Conservation des lions au Eswatini : état, menaces et actions en 2026
La conservation des lions au Eswatini repose sur des zones protégées sûres, un suivi efficace et une coopération avec les pays voisins et les communautés. Le Eswatini possède d’importants sanctuaires de faune sauvage, mais les recherches disponibles ne fournissent pas d’estimation nationale vérifiée de la population de lions pour 2026.

Réponse rapide : la conservation des lions au Eswatini repose sur le maintien de zones protégées sûres, une gestion responsable de la faune sauvage et la réduction des pressions humaines qui affectent les grands carnivores. Les recherches disponibles ne fournissent pas d’estimation nationale vérifiée de la population de lions en 2026. Les affirmations concernant un nombre précis de lions dans le pays doivent donc être considérées avec prudence. À l’échelle mondiale, les lions sont classés comme vulnérables, et l’IUCN Cat Specialist Group décrit l’espèce comme « largely depleted », c’est-à-dire fortement décimée. Des mesures de conservation restent indispensables pour éviter de nouveaux déclins .

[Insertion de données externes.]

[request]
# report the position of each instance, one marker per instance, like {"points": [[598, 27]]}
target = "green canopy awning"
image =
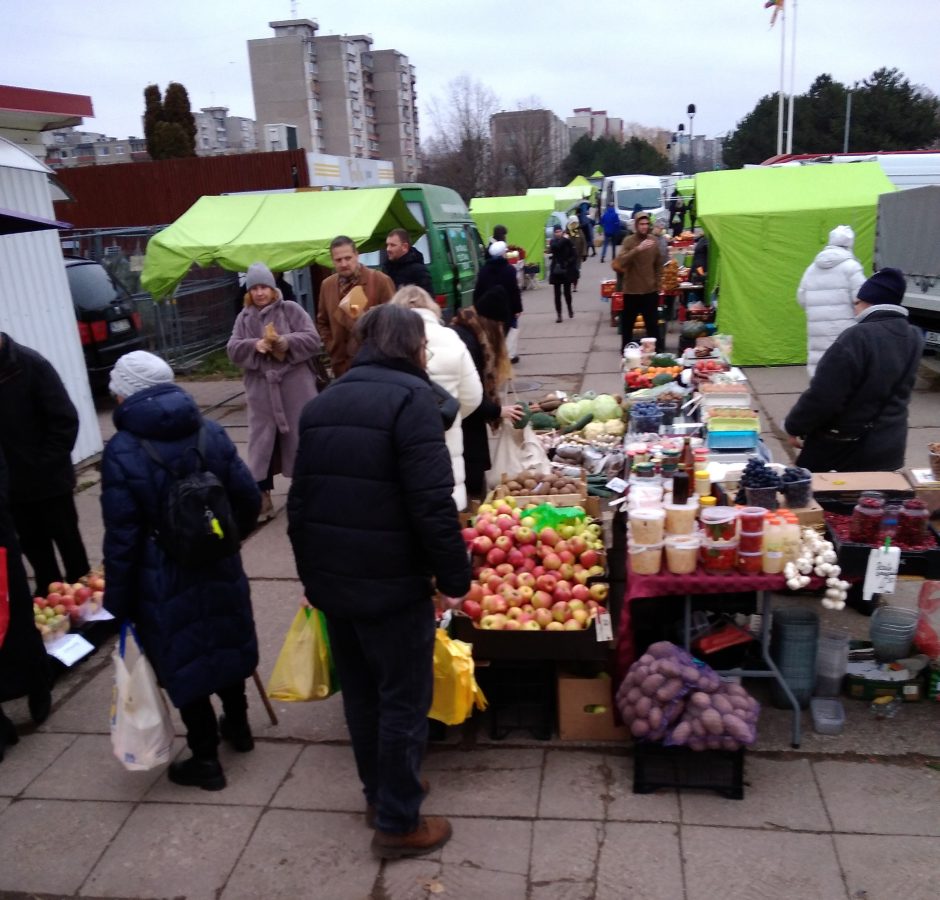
{"points": [[284, 231], [525, 219], [765, 226], [565, 197]]}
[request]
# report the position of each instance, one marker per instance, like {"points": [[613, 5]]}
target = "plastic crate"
{"points": [[656, 766], [732, 440]]}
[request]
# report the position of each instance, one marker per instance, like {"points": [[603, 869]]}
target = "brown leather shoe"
{"points": [[370, 809], [432, 832]]}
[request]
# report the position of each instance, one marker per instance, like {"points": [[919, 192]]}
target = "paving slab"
{"points": [[564, 856], [252, 778], [642, 862], [489, 783], [886, 867], [29, 759], [304, 786], [742, 864], [778, 795], [575, 785], [173, 850], [880, 799], [624, 805], [88, 770], [294, 854], [50, 846]]}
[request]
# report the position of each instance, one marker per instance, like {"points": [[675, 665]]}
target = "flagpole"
{"points": [[783, 34], [792, 82]]}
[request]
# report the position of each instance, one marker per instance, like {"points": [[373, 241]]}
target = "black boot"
{"points": [[8, 735], [203, 772]]}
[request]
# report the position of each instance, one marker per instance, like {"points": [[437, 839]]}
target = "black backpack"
{"points": [[196, 526]]}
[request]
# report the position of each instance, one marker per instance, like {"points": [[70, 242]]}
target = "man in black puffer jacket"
{"points": [[196, 624], [853, 415], [404, 263], [373, 526]]}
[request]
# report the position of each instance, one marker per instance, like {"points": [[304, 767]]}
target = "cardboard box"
{"points": [[844, 487], [585, 709], [560, 646]]}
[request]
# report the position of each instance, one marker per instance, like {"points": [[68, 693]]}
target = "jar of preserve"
{"points": [[912, 523], [865, 524]]}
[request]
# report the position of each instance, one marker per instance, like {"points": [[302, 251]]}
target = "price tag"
{"points": [[69, 649], [881, 573], [605, 631]]}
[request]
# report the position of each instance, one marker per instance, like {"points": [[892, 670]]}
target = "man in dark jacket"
{"points": [[853, 415], [373, 527], [39, 431], [405, 264], [195, 623]]}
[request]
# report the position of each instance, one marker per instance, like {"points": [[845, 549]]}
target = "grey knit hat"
{"points": [[259, 273]]}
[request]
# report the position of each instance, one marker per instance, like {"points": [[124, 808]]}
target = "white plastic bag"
{"points": [[516, 450], [141, 730]]}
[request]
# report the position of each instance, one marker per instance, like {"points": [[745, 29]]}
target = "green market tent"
{"points": [[284, 231], [565, 197], [524, 217], [765, 227]]}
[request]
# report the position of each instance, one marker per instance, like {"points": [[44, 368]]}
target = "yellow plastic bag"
{"points": [[456, 691], [304, 667]]}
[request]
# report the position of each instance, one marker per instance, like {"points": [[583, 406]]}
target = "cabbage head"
{"points": [[605, 407]]}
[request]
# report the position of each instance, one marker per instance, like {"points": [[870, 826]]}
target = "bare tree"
{"points": [[459, 154]]}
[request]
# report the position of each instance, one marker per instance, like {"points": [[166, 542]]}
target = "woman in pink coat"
{"points": [[273, 342]]}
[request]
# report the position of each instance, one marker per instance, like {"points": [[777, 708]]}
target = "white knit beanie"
{"points": [[842, 236], [136, 371]]}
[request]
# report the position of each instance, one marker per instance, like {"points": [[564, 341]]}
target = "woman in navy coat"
{"points": [[195, 624]]}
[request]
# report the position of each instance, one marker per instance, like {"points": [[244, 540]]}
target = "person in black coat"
{"points": [[195, 624], [38, 453], [24, 669], [853, 415], [563, 271], [404, 264], [374, 529]]}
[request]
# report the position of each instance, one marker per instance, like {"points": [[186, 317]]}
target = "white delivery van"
{"points": [[626, 191]]}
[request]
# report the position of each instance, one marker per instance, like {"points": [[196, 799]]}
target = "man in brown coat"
{"points": [[344, 297], [640, 266]]}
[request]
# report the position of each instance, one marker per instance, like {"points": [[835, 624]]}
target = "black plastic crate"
{"points": [[520, 697], [656, 766]]}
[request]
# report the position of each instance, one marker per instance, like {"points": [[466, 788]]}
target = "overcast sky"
{"points": [[642, 61]]}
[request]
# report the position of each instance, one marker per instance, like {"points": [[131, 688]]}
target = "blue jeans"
{"points": [[386, 675]]}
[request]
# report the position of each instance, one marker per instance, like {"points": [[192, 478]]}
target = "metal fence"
{"points": [[184, 329]]}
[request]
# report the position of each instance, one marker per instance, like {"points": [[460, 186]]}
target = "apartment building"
{"points": [[285, 80], [218, 133], [528, 148], [396, 113], [343, 98]]}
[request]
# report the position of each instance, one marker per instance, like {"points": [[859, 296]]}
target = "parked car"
{"points": [[108, 320]]}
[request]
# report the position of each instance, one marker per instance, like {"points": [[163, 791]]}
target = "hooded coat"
{"points": [[451, 366], [276, 390], [370, 513], [853, 415], [826, 291], [196, 625], [409, 269]]}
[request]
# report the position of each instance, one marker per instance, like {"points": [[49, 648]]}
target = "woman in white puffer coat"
{"points": [[450, 366], [826, 292]]}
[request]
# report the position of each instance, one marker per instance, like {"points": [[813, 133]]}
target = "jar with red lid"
{"points": [[865, 524], [912, 523]]}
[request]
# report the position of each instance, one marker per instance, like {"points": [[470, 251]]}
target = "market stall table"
{"points": [[685, 586]]}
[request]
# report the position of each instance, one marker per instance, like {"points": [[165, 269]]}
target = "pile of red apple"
{"points": [[533, 580], [67, 603]]}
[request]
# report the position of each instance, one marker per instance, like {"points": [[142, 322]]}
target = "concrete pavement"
{"points": [[848, 817]]}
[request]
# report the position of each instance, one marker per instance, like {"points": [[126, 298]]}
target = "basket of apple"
{"points": [[530, 579]]}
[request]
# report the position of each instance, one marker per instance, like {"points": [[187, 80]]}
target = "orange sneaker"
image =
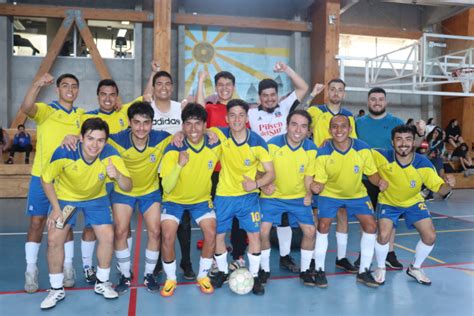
{"points": [[168, 288], [205, 285]]}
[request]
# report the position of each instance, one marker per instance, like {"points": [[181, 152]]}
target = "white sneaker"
{"points": [[54, 296], [379, 275], [69, 277], [418, 274], [31, 281], [105, 289]]}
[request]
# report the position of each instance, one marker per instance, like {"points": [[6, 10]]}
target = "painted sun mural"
{"points": [[216, 49]]}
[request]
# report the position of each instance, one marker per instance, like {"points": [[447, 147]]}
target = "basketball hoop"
{"points": [[465, 76]]}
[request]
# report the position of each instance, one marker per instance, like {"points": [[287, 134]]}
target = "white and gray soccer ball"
{"points": [[241, 281]]}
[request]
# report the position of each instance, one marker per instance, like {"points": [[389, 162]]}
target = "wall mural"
{"points": [[214, 49]]}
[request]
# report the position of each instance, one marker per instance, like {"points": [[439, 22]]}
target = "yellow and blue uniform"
{"points": [[53, 123], [341, 173], [82, 184], [291, 166], [403, 196], [143, 167], [192, 190], [321, 116], [238, 160]]}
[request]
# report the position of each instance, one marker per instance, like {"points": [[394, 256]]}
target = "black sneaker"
{"points": [[289, 264], [124, 285], [263, 276], [320, 279], [307, 278], [90, 274], [345, 265], [150, 283], [367, 279], [218, 279], [188, 272], [258, 288], [392, 261]]}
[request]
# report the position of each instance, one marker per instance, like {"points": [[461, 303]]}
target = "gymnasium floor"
{"points": [[450, 267]]}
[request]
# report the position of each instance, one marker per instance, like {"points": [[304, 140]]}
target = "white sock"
{"points": [[103, 274], [320, 250], [123, 259], [422, 251], [56, 280], [221, 261], [284, 240], [254, 263], [68, 253], [87, 251], [265, 260], [170, 270], [381, 252], [341, 239], [151, 258], [367, 246], [306, 256], [204, 267], [31, 256]]}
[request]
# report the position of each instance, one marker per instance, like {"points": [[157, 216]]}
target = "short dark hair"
{"points": [[303, 113], [237, 102], [403, 129], [140, 108], [64, 76], [95, 124], [224, 74], [194, 111], [162, 73], [267, 84], [337, 80], [107, 83], [376, 90]]}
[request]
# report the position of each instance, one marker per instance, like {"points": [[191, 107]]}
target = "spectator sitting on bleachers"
{"points": [[21, 143], [453, 133]]}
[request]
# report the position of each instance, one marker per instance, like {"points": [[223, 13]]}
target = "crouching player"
{"points": [[293, 159], [406, 172], [186, 172], [77, 178]]}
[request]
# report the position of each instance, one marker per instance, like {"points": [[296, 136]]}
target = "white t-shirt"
{"points": [[269, 125], [167, 121]]}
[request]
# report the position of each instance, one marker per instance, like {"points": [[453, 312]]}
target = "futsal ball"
{"points": [[241, 281]]}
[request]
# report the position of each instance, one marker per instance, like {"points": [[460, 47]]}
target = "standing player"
{"points": [[53, 122], [79, 180], [269, 120], [237, 191], [142, 149], [293, 159], [186, 172], [322, 115], [339, 167], [406, 172]]}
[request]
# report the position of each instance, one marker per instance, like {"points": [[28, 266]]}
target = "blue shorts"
{"points": [[37, 203], [328, 206], [272, 209], [412, 214], [144, 201], [245, 208], [198, 211], [96, 212]]}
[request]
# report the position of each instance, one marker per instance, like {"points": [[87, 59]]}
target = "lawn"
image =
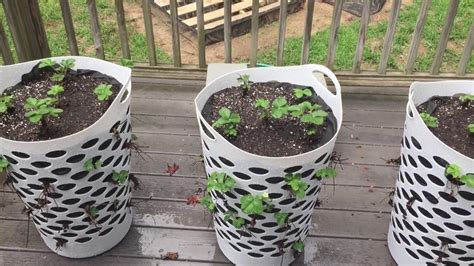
{"points": [[52, 18], [348, 35]]}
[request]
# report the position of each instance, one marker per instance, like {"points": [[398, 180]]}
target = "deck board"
{"points": [[349, 227]]}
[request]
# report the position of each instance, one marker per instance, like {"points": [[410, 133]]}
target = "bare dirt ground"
{"points": [[268, 34]]}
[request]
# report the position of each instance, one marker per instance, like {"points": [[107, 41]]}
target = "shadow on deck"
{"points": [[350, 226]]}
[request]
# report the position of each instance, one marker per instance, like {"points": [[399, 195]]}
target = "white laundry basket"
{"points": [[259, 174], [58, 164], [437, 224]]}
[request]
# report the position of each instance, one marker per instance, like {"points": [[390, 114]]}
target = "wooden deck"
{"points": [[349, 227]]}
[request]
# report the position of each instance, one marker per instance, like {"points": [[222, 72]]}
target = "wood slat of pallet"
{"points": [[242, 15], [189, 8], [219, 13]]}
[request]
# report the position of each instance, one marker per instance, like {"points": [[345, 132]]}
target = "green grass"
{"points": [[57, 38], [348, 35]]}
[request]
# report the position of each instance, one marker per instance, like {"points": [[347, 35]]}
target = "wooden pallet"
{"points": [[214, 15]]}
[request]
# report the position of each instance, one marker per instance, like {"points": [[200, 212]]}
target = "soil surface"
{"points": [[80, 105], [453, 118], [269, 137]]}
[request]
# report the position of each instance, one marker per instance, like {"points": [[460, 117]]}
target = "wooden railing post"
{"points": [[27, 29]]}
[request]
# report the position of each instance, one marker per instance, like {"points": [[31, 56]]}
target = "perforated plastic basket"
{"points": [[438, 224], [258, 174], [63, 222]]}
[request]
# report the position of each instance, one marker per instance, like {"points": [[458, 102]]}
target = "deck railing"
{"points": [[28, 33]]}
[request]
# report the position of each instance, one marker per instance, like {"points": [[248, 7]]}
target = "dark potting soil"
{"points": [[272, 137], [453, 118], [80, 105]]}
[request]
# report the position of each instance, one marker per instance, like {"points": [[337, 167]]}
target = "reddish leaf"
{"points": [[171, 169], [170, 256], [193, 200]]}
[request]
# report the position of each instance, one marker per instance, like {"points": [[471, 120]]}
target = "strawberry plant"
{"points": [[297, 186], [253, 204], [279, 107], [324, 173], [281, 218], [90, 165], [228, 121], [207, 202], [103, 92], [40, 109], [245, 82], [127, 62], [300, 93], [120, 177], [220, 182], [232, 217], [5, 103], [3, 164], [60, 69], [454, 171], [430, 121]]}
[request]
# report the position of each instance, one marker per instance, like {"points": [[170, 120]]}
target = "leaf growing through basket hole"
{"points": [[298, 246], [207, 202], [220, 182], [5, 103], [120, 177], [103, 92], [300, 93], [3, 164], [253, 204], [326, 172], [279, 107], [297, 186], [127, 62], [470, 128], [231, 217], [90, 165], [430, 121], [227, 120], [172, 169], [281, 217]]}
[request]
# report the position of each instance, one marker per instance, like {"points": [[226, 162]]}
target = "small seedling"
{"points": [[300, 93], [281, 218], [5, 103], [220, 182], [279, 107], [103, 92], [120, 177], [3, 164], [207, 202], [253, 204], [430, 121], [40, 109], [228, 121], [60, 69], [55, 90], [127, 62], [90, 165], [245, 82], [467, 98], [297, 186], [232, 217], [324, 173], [454, 171], [298, 246]]}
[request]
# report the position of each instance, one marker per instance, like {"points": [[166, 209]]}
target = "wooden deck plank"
{"points": [[201, 246]]}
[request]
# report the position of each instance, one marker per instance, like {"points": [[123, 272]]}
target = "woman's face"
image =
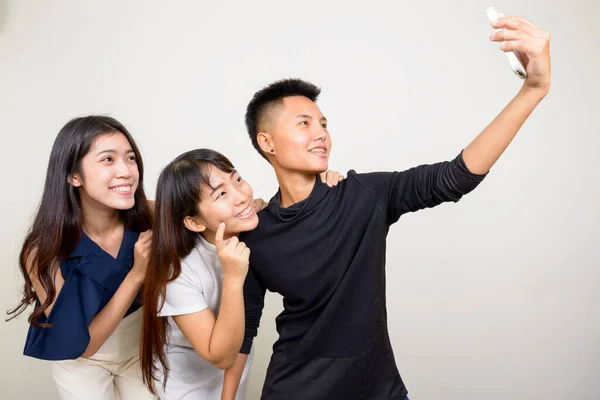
{"points": [[109, 173], [231, 202]]}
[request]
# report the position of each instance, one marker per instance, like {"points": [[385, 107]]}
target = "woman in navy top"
{"points": [[84, 261]]}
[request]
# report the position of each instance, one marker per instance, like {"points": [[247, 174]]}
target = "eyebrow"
{"points": [[220, 185], [309, 117], [114, 151]]}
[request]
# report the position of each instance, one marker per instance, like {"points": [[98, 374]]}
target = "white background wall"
{"points": [[495, 297]]}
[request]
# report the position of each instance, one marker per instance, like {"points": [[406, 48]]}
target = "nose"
{"points": [[239, 197], [123, 169], [320, 134]]}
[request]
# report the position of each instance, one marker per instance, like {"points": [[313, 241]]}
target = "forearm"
{"points": [[106, 321], [483, 152], [228, 331], [233, 376]]}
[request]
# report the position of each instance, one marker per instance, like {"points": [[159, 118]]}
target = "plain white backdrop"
{"points": [[495, 297]]}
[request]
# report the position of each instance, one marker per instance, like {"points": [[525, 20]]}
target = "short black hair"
{"points": [[271, 95]]}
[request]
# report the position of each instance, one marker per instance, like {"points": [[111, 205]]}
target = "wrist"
{"points": [[233, 282], [537, 92]]}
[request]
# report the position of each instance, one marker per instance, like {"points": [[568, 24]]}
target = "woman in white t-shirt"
{"points": [[195, 279]]}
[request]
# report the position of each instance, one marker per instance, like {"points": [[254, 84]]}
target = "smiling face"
{"points": [[109, 175], [229, 199], [297, 132]]}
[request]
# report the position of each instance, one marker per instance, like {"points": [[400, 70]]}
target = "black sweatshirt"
{"points": [[326, 256]]}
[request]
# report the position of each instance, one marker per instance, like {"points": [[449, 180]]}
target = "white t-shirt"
{"points": [[198, 287]]}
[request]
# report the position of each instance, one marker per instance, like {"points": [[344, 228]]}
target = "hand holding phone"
{"points": [[513, 57]]}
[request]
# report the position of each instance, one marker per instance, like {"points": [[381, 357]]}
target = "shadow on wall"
{"points": [[3, 13]]}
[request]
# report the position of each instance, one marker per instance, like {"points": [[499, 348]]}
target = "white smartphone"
{"points": [[513, 57]]}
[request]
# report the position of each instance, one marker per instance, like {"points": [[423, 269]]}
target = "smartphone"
{"points": [[515, 61]]}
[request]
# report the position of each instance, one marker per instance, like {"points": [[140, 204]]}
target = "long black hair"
{"points": [[178, 194], [58, 222]]}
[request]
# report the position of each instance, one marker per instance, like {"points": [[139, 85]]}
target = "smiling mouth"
{"points": [[246, 212], [318, 151], [121, 189]]}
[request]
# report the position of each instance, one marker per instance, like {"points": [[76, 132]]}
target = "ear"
{"points": [[265, 141], [74, 180], [194, 224]]}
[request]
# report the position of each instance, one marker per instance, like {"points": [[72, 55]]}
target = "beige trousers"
{"points": [[110, 374]]}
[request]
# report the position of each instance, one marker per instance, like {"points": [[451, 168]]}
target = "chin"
{"points": [[123, 205]]}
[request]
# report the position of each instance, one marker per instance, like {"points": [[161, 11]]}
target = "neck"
{"points": [[294, 186], [99, 222], [209, 236]]}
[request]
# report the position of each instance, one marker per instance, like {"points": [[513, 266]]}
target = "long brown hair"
{"points": [[178, 194], [57, 225]]}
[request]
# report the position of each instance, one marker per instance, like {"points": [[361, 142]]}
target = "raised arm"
{"points": [[217, 339], [533, 44], [254, 295]]}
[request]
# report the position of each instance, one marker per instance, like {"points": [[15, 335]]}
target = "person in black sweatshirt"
{"points": [[324, 249]]}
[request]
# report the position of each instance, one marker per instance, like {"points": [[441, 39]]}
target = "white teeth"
{"points": [[247, 211]]}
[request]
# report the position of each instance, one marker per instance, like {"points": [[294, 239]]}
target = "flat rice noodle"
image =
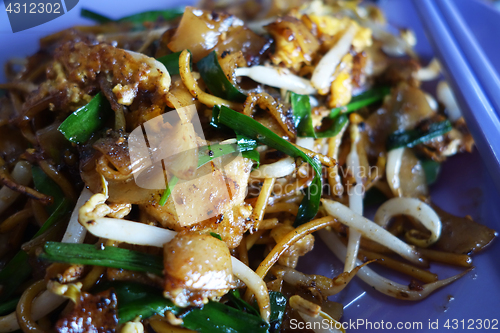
{"points": [[462, 235]]}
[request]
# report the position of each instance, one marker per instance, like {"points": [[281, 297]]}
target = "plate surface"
{"points": [[464, 188]]}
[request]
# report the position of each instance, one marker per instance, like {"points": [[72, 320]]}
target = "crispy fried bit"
{"points": [[295, 44], [291, 256], [92, 313], [197, 268]]}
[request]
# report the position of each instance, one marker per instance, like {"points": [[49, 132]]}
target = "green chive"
{"points": [[81, 124], [301, 107], [171, 62], [87, 254], [414, 137], [357, 102], [215, 79], [249, 127]]}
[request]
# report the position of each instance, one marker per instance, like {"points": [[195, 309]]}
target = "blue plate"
{"points": [[464, 188]]}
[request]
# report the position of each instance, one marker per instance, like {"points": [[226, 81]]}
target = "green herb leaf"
{"points": [[215, 79], [374, 197], [81, 124], [171, 62], [278, 305], [357, 102], [218, 317], [253, 155], [154, 15], [411, 138], [166, 194], [235, 299], [46, 185], [209, 153], [249, 127], [213, 234], [301, 107], [94, 16], [18, 269], [8, 306], [431, 169], [14, 274], [149, 16], [138, 300], [338, 124], [87, 254]]}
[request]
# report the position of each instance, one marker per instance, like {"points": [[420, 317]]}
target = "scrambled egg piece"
{"points": [[341, 88], [328, 29]]}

Dernière révision : août 2026. Les données de conservation évoluent : consultez les sources citées pour obtenir les chiffres les plus récents.
Pourquoi la conservation des lions est importante au Eswatini
Le Eswatini est un petit pays doté d’un réseau diversifié de zones de conservation officielles et informelles. Le pays compte plus de 820 espèces de vertébrés et plus de 2 400 espèces végétales, tandis que la fragmentation des habitats, la conversion des terres et leur dégradation exercent toujours de fortes pressions sur la biodiversité . Les lions font partie de ce système écologique plus vaste : les protéger implique également de préserver des habitats adaptés, des proies sauvages, des ressources en eau et les systèmes de gestion qui soutiennent les autres grands mammifères.
Le modèle de conservation du Eswatini comprend des zones protégées gérées par l’État, des réserves privées et des zones de conservation gérées par Big Game Parks. Hlane Royal National Park est l’une des destinations de safari les plus connues du pays et est décrit dans les recherches disponibles comme la plus grande zone protégée du Eswatini ; des lions y ont été réintroduits aux côtés d’autres grands mammifères . La présence de lions dans une réserve témoigne donc d’une gestion active de la faune sauvage, plutôt que d’une représentation complète de la répartition historique de l’espèce dans le pays.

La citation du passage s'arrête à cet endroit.